Numerous stalls of secondhand shoes, smiles and greetings from inquisitive passersby, working girls almost without exception Indian, and again a disproportionate number of cripples and amputees—all vivid and strong impressions over the three days.
The shoes were carefully cleaned (sometimes a double take needed to confirm); highly polished in the case of leather, which revealed the creasing. Where new were mixed the latter wrapped in plastic to highlight pristine condition.
Lunchtimes and rush-hour the Chinese appeared from the office tower; otherwise thin on the ground.
The first, most pitiable beggar did indeed retain one limb intact. The other leg was severed somewhere in the region of the knee. Even with both legs whole the man would have been short, around 160cm. With crooked good leg it was difficult to judge.
On a low stool he perched. At the base of the foreshortened leg he wore some kind of home-made cover the size and colour of a horse hoof. It had a look of leather, two or three inscribed concentric lines of decoration.
The short sleeved shirt was invariably clean and ironed; pocket always crammed (the blue of the single ringgit). Going by on one occasion at the end of the working day, the stall-holder closing, a glimpse behind a post suggested the man was using his teeth on his pocket. As in Singapore, common motor-cycle accident victims—first generation riders.
The young Kerala MBA helping out at his paternal uncle's eatery had the teh tarik coming as required now: kurang manis, less sweet. Handsome, dapper lad sticking to shirt collars. Newcomer to JB, with no Malay and good English, which served little purpose among uncle’s clientele. The girls in JB the MBA finds not to his taste.
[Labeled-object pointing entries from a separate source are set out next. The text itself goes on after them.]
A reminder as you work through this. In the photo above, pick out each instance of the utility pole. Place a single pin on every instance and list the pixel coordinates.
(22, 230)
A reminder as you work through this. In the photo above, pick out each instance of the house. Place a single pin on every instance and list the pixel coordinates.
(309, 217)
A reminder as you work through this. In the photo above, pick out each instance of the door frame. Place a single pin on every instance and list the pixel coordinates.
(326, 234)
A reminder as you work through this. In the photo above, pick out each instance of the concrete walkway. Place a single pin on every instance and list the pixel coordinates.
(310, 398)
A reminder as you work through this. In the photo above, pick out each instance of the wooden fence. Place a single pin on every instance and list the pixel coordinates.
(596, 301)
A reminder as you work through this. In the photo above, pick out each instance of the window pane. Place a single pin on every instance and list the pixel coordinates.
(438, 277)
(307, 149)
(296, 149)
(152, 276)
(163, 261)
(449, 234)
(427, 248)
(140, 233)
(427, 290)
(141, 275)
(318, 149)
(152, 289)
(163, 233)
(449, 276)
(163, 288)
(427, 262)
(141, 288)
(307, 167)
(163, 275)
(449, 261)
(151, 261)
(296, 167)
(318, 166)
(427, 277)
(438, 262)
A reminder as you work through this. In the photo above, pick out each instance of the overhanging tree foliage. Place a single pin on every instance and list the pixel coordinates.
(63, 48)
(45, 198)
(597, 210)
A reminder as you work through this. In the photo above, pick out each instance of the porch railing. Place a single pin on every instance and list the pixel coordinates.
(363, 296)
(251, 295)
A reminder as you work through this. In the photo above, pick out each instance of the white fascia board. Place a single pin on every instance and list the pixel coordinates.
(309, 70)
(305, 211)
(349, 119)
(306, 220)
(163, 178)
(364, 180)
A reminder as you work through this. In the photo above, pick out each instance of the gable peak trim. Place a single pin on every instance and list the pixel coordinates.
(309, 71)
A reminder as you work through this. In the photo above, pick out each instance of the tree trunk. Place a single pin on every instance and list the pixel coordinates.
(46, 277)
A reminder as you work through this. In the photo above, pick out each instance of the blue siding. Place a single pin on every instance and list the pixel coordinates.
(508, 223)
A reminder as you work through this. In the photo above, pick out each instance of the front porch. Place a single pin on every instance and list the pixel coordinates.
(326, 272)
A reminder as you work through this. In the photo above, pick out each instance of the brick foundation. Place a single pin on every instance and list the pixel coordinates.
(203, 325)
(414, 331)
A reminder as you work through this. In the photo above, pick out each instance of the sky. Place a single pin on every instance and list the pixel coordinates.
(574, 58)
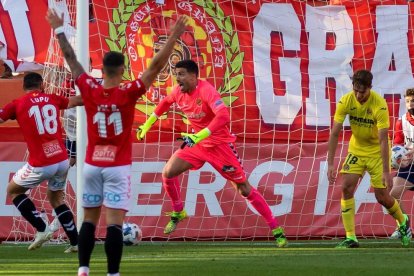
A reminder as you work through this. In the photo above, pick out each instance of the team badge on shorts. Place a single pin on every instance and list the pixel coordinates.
(228, 168)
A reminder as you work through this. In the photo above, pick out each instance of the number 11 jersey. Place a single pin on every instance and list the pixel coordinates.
(109, 115)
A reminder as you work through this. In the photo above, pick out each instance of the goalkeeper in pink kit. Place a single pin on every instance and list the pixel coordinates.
(212, 142)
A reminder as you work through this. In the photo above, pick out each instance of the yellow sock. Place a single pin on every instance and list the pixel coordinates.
(348, 217)
(395, 212)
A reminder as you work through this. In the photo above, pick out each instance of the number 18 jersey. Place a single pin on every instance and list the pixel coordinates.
(109, 115)
(38, 116)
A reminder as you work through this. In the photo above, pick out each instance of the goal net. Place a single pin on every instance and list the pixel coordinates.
(280, 66)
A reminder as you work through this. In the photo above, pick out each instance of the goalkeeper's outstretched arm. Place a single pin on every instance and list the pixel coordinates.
(56, 22)
(161, 58)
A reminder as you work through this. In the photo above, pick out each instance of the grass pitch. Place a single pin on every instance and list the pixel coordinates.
(374, 257)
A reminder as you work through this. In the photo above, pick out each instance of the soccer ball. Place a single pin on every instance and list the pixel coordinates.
(132, 233)
(399, 157)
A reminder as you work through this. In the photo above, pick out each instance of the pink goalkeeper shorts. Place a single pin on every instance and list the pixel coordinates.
(224, 158)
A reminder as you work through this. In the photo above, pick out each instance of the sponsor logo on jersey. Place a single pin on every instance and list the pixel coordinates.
(228, 168)
(361, 121)
(104, 153)
(52, 148)
(217, 103)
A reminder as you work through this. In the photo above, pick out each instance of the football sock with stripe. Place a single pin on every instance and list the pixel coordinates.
(172, 187)
(113, 247)
(29, 212)
(65, 217)
(348, 217)
(261, 206)
(396, 212)
(86, 243)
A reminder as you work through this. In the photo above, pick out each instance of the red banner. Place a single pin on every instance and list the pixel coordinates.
(280, 66)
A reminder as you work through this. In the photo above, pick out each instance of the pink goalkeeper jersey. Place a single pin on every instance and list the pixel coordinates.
(200, 107)
(38, 116)
(109, 115)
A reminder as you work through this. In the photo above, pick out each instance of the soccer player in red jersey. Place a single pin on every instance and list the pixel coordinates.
(38, 116)
(109, 112)
(212, 143)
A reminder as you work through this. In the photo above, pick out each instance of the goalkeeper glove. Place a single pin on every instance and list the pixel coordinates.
(143, 129)
(193, 139)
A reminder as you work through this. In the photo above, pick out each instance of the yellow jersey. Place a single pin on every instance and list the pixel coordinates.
(365, 120)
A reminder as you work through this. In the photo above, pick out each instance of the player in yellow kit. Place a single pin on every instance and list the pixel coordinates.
(368, 152)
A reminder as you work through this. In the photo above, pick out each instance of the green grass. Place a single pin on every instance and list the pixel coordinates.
(374, 257)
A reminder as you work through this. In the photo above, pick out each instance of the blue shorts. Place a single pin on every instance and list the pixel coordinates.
(70, 147)
(407, 174)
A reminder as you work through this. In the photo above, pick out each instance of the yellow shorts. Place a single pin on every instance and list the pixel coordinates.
(359, 165)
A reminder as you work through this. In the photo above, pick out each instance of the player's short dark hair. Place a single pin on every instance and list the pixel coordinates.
(189, 65)
(112, 61)
(409, 92)
(362, 78)
(32, 80)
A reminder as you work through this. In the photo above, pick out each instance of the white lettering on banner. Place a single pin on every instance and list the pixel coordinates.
(280, 18)
(285, 189)
(391, 46)
(325, 63)
(392, 42)
(208, 191)
(137, 188)
(17, 10)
Make-up, revealing clothes, lacking the naturalness of Kerala lasses.
At one point the Kerala MBA had gone off and returned a little while later with a chap who looked like a mufti or ustad; or else perhaps the imam from the mosque. The mosque stood spitting distance here from a Hindu temple; another Sikh temple shared the precinct. On the higher rise a kilometre or two off a handsome church raised its cupola topped by a cross. There had been a number of Thai monks in their saffron robes, one mendicant among them. Like the Chinese, Buddhist temples were unapparent in JB.
The mufti was all in white, cap included. Around his shoulders a checked red and white shawl. The walk he displayed was that of an eminence, though one in a hurry. When he took a seat at one of the tables it was soon clear this was no ordinary guest. A woman in expensive coloured satin appeared and took the chair opposite. It could only be the mufti's wife, or relative attached to the eatery possibly. The mufti was early or mid-forties, learning making him seem older.
Soon the MBA was bent beside the man. The lad was tall, the tables made to measure for the average here. Low the Kerala MBA bent. A carton of Ribena the mufti had chosen for refreshment. (The absence of alcohol anywhere around another contrast to Singapore.)
Bent double the Kerala boy.
The plastic straw often sticks in the wrapping. Mufti awaiting his refreshment. The first few jabs missed. Eventually the mufti could drink.
The Kerala boy next proceeded to fetch the food. Grace, respect, deference that had disappeared from our laissez faire democracies a number of generations ago.
Another matter too; it takes some while to see things aright. In more than sixty hours now between January 18 - 21, one single photographing has been witnessed in Johor Bahru, the southern-most point of the Eurasian continent. After the mania in Singapore worth remarking.
Peep-hole glimpses only off the main roads, where little shanty-type living can be seen in overgrown greenery, make-shift walls and leaning corrugated iron, mothers nursing young children and boy-sized men sprawled on tarpaulins.

....The mufti in disguise turned out a friend, not even a relative, from Kerala.